Beka Ulung Hapsara dari Komisi Nasional Hak Asasi Manusia (Komnas HAM) menyebut tindakan ketiga pelaku diskriminatif dan merendahkan kelompok minoritas.
“Kalau dari aspek HAM, tindakan pelaku ini mencederai hak atas rasa aman, hak bebas dari diskriminasi, dan hak atas perlakuan setara,” kata Beka saat dihubungi.
“Kita sedang menghadapi wabah yang belum tahu akan sampai kapan. Saat-saat seperti ini justru penting untuk menjaga rasa kemanusiaan dan kesetaraan kepada sesama,” tambahnya.
Kendati perbuatan Ferdian tidak bisa dibenarkan, Beka berpendapat, kepolisian tidak perlu menjerat pelaku dengan hukuman pidana. Sebaliknya, aparat hukum mengedepankan prinsip restorative justice.
“Hukuman bagi pelaku harus bisa memberikan edukasi kepada publik tentang kemanusiaan,” tukasnya.

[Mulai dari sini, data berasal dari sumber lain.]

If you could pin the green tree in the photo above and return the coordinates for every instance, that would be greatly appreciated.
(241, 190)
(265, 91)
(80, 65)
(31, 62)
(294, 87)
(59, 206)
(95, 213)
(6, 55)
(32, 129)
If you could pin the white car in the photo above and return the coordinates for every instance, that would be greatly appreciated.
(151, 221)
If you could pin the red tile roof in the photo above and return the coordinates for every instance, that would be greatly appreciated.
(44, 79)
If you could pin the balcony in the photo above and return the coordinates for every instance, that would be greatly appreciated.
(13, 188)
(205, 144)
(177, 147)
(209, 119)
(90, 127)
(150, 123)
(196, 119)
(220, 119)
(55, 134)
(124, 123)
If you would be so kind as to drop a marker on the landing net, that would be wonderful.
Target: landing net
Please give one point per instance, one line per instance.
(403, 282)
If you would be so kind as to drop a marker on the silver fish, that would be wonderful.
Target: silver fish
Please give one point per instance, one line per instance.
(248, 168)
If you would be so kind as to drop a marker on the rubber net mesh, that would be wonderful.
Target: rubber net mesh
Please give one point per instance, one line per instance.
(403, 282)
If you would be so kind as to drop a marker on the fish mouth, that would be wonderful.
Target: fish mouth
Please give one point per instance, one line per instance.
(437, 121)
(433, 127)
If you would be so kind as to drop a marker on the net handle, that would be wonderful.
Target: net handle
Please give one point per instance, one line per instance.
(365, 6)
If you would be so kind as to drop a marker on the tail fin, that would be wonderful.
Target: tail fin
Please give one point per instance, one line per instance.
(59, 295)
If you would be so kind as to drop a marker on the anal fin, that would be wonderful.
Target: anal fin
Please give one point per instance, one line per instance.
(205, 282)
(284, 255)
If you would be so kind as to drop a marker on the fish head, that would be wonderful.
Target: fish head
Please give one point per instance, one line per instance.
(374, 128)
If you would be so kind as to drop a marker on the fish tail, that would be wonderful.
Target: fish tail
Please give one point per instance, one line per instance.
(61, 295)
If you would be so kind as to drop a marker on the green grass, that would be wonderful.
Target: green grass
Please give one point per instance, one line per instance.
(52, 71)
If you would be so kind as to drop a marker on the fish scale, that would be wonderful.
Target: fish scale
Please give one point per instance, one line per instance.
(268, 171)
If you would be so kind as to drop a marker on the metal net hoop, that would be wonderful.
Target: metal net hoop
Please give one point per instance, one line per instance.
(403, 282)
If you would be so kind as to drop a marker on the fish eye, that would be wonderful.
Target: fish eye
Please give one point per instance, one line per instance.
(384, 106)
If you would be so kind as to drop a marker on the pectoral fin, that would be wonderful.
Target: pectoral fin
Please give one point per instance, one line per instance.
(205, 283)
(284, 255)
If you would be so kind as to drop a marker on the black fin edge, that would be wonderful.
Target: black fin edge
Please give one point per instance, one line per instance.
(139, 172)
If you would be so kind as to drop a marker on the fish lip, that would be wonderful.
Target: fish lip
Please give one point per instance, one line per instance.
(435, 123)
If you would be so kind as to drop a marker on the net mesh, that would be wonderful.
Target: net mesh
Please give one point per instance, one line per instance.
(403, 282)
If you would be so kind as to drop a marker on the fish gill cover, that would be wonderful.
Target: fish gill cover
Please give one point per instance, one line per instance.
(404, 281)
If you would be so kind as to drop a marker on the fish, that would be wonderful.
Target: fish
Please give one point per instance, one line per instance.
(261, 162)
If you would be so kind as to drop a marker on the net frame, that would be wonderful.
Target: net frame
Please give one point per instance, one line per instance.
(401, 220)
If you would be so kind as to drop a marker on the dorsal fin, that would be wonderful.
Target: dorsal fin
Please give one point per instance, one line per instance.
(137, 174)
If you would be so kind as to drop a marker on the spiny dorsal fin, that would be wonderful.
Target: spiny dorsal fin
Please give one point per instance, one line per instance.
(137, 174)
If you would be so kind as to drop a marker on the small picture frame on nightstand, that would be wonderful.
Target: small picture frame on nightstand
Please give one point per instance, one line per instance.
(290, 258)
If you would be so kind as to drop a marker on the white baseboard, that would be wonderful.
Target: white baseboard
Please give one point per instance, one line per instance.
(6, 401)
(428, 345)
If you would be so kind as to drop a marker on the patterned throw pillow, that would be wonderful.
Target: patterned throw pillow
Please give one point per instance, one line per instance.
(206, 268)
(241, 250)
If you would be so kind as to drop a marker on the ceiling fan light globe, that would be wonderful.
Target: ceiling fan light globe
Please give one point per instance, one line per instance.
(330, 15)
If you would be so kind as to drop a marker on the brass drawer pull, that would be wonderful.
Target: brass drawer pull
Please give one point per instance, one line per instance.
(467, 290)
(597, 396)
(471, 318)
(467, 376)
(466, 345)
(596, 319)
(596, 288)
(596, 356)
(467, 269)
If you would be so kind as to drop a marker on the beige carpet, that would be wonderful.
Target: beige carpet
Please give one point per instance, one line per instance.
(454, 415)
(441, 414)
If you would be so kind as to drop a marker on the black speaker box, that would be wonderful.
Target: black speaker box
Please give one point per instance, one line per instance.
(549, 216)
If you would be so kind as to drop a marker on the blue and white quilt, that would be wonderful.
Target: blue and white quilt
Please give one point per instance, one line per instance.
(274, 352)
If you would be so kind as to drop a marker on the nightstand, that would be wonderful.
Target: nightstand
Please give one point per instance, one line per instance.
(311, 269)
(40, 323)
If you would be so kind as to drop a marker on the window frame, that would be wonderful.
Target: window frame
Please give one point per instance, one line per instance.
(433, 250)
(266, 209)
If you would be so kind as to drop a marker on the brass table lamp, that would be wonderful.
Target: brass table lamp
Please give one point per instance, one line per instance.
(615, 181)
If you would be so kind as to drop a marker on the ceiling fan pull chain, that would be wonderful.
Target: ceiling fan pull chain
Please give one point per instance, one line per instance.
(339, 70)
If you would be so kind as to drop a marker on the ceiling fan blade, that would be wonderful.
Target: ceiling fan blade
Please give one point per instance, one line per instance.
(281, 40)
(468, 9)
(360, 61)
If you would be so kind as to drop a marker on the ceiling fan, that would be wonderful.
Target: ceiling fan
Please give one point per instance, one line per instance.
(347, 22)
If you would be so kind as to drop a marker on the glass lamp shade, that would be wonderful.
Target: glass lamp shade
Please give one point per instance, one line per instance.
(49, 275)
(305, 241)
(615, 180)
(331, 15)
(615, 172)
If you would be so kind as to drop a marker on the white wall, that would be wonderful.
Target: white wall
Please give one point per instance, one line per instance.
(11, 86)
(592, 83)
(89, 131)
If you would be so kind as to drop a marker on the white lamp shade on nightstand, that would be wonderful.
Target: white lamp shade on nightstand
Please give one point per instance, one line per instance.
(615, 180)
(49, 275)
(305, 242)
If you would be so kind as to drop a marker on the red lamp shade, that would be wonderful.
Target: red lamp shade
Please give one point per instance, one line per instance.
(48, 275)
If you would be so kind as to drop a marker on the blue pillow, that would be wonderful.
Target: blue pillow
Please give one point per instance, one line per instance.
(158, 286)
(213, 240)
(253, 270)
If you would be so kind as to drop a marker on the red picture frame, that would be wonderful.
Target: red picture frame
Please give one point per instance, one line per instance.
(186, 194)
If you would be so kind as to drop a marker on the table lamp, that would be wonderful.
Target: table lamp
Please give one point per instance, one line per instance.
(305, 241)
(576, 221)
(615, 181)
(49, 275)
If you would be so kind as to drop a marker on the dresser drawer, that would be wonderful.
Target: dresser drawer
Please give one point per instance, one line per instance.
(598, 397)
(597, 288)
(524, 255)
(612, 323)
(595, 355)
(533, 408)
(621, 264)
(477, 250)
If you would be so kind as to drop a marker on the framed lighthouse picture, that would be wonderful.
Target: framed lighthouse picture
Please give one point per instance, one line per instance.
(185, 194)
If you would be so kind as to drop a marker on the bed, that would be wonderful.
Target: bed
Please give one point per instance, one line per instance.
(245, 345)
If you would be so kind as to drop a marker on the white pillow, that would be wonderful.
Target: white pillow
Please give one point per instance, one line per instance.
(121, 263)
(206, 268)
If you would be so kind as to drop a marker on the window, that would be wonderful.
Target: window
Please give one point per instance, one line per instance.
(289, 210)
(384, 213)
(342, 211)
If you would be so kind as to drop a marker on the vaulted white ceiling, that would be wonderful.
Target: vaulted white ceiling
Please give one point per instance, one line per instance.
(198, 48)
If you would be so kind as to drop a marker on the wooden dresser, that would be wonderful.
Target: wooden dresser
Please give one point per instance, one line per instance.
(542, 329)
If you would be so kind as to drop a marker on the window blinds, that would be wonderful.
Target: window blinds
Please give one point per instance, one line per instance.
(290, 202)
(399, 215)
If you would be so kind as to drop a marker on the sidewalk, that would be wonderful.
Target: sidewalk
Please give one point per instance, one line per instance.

Tindakan penghinaan dan kekerasan terhadap kelompok transgender di tengah wabah corona juga pernah dialami Mira, transpuan di Cilincing, Jakarta Utara, yang dibakar hidup-hidup karena dituduh mencuri dompet dan ponsel milik seorang sopir truk.
Berdasarkan rilis Tim Advokasi kasus Mira, kejadian mengenaskan itu berlangsung pada Sabtu (4/4) dini hari. Mira diseret dari tempat tinggalnya oleh enam tersangka ke pangkalan kontainer pada pukul 01.30 WIB.
Mira laku dipukuli hingga babak belur. Setelahnya, Mira disiram dengan bensin oleh salah seorang pelaku. Kemudian, pelaku lain menyalakan korek api yang dengan cepat menyambar tubuh Mira.
Kapolres Metro Jakarta Utara. Kombes Pol. Budhi Herdi Susianto, mengutip Tempo.co, mengatakan hingga saat ini aparat baru berhasil menangkap tiga dari enam tersangka. Mereka terancam Pasal 170 ayat 2 dan 3 KUHP tentang kekerasan fisik secara pengeroyokan dengan pidana maksimal 12 tahun penjara.
Arus Pelangi, salah satu komunitas yang membela hak-hak kelompok LGBT (lesbian, gay, biseksual, transgender) mencatat telah terjadi 1.850 kasus persekusi terhadap kelompok minoritas ini selama kurun waktu 2006 hingga 2018. Dari ribuan kasus tersebut, sebagian besarnya tidak mendapat penyelesaian dari aparat.
Kasus penembakan terhadap delapan waria di Taman Lawang yang terjadi pada 2011 bahkan belum terungkap hingga saat ini.